The Office of the Auditor General (OAG), in collaboration with the Ministry of Urban and Rural Development (MURD), held a week-long Phase Two stakeholders' briefing session.This session was attended by councillors from local authorities and regional councils in the Oshana, Oshikoto, Omusati, and Kunene regions.

The gathering aimed at providing an explanation of the expectations from local authorities and regional councils during an audit.

This is particularly important as these two entities play a pivotal role in delivering essential services to the community.
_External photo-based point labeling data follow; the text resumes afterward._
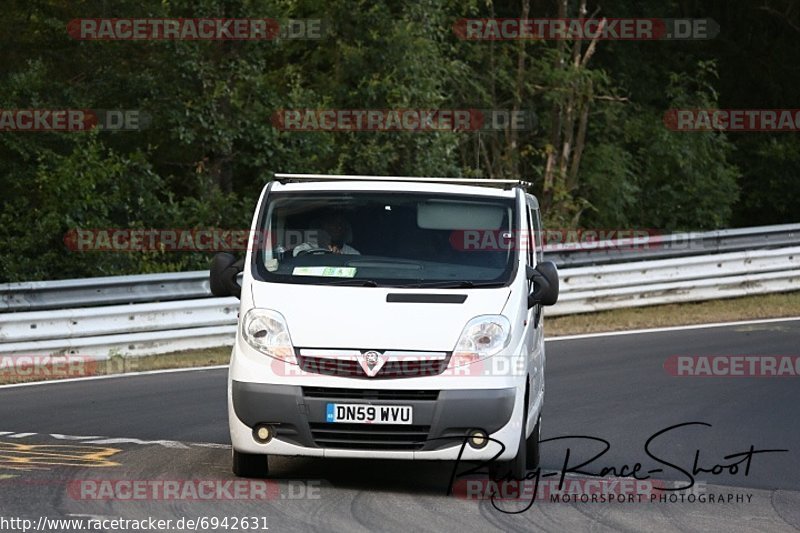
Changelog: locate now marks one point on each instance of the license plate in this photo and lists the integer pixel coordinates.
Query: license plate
(369, 414)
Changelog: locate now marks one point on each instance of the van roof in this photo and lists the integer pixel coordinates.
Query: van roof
(476, 186)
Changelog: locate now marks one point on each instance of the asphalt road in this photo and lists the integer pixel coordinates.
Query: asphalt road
(173, 426)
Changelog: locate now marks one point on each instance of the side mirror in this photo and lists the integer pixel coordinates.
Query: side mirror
(224, 270)
(545, 284)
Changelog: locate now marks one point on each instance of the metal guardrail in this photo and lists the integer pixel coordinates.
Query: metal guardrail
(170, 312)
(108, 290)
(112, 290)
(673, 245)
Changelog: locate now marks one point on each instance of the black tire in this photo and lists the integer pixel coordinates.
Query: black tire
(532, 446)
(517, 467)
(252, 465)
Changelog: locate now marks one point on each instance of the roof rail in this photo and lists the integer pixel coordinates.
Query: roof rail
(506, 184)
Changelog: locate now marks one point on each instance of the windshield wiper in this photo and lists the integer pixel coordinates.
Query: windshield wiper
(354, 283)
(455, 284)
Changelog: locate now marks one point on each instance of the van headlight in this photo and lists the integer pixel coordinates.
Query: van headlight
(482, 337)
(266, 331)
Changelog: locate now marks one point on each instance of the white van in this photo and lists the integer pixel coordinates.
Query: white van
(391, 318)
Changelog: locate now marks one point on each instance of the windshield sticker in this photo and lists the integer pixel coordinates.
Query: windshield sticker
(326, 272)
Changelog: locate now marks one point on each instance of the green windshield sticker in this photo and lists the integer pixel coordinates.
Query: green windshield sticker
(326, 272)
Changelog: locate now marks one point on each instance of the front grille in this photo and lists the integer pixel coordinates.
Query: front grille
(399, 368)
(369, 394)
(369, 437)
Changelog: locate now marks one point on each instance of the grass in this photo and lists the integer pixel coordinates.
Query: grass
(728, 310)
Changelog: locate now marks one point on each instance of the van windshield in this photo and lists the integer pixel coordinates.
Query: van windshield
(386, 239)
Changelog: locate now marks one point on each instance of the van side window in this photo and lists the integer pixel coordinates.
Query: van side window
(538, 235)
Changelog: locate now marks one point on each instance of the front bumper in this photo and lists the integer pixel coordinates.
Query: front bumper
(442, 420)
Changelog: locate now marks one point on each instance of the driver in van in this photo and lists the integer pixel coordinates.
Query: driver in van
(334, 230)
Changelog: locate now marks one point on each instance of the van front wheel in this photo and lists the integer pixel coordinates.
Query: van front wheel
(253, 465)
(527, 456)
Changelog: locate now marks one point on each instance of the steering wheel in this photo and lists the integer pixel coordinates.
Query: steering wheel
(315, 251)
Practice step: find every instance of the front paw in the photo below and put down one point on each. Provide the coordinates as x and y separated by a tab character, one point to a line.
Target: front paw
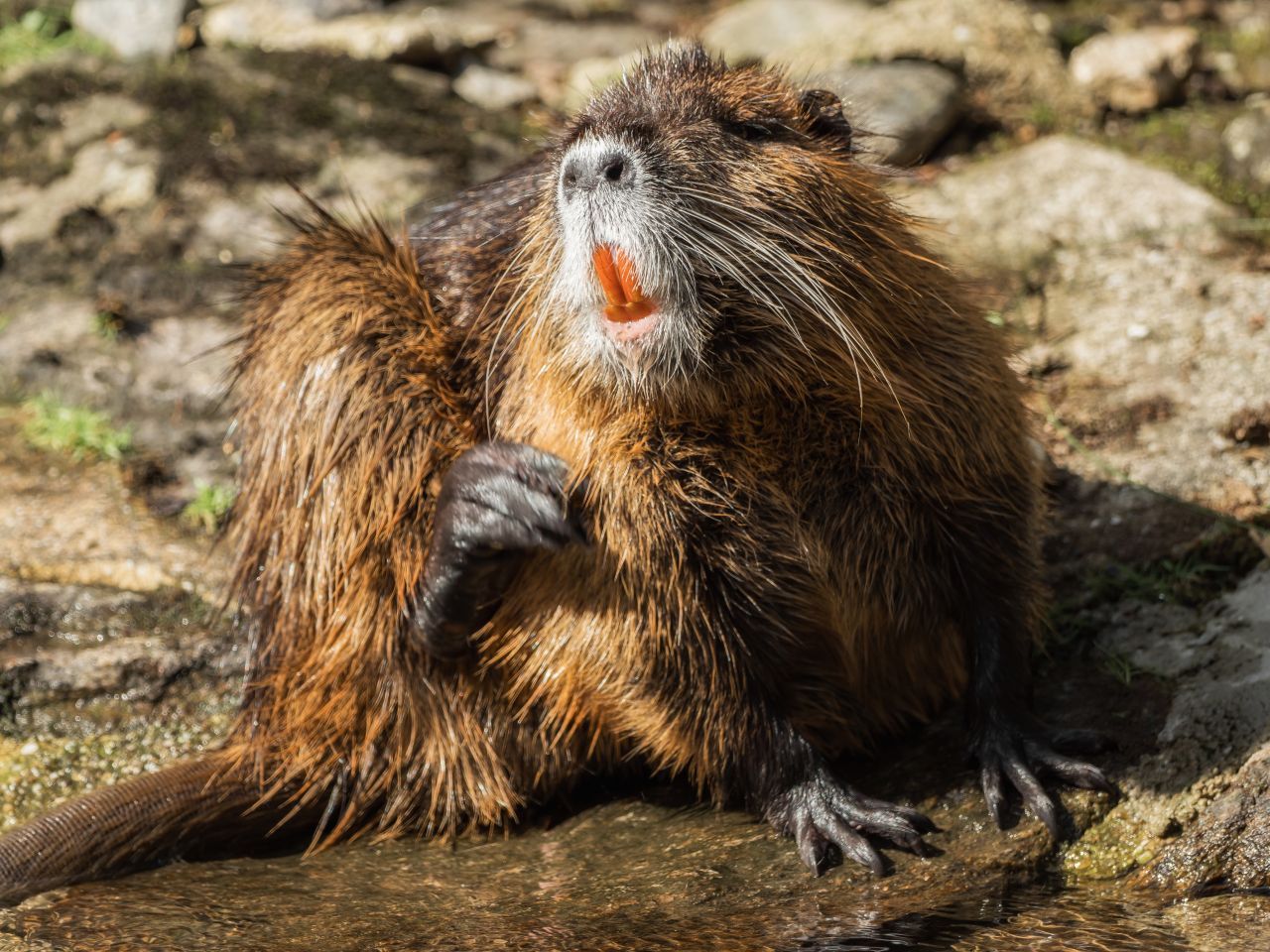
1016	753
826	817
498	503
503	498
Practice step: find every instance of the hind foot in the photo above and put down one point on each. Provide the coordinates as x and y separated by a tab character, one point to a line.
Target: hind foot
830	821
1015	754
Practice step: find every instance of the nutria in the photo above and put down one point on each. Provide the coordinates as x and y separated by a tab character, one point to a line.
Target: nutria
674	443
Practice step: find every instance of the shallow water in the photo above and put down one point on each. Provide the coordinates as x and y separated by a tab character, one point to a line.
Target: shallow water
624	876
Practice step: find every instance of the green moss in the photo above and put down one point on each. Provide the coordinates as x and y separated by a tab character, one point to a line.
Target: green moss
60	428
39	35
1210	567
1188	141
208	508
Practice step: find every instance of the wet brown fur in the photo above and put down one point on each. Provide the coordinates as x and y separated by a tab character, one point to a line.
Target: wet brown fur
794	532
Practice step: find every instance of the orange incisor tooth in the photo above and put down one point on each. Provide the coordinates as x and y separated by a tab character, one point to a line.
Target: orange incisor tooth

"Because we believe that we cannot really, after so many years after independence, still be sitting with very bad books in government, we need to really make sure that our citizens are expecting us to really account to them because they are paying taxes on a daily basis, and people are not doing well financially, but they still pay tax to government, and we are there to audit and ensure that they are also informed what exactly happens to the money they are paying to the state."

Over the years, numerous regional councils and local authorities have received unfavorable audit opinions.

Deputy Auditor General Goms Menette says his office recognized the necessity of intervening and providing assistance to help them transition away from these unfavorable assessments.

"Most of them are in areas such as assets where they cannot really keep track of how many assets they really own, but it is not possible for the local authority to not know how many assets you own. We believe that they really need to account for all these things, especially the assets."

He points out that local authorities are also grappling with the task of collecting municipal debts and finding ways to mitigate them, as well as the challenges of compiling their own financial statements.

Menette expressed his perplexity regarding how a local authority could have a financial manager who is incapable of preparing their own financial records, leading them to resort to hiring a consultant.

"You can be appointed as a CEO, financial manager, or assistant financial manager, and then you still go and appoint a consultant to come and do books for you."

The Executive Director of the Urban and Rural Development Ministry, Daniel Nghidinua, also shared his views.

"We have a close working relationship between ourselves as a ministry entrusted with regional and local authority government sectors and the oversight of the office of the auditor general to ensure that the public interest in terms of accountability for resources and the general performance of local and regional councils is really upheld."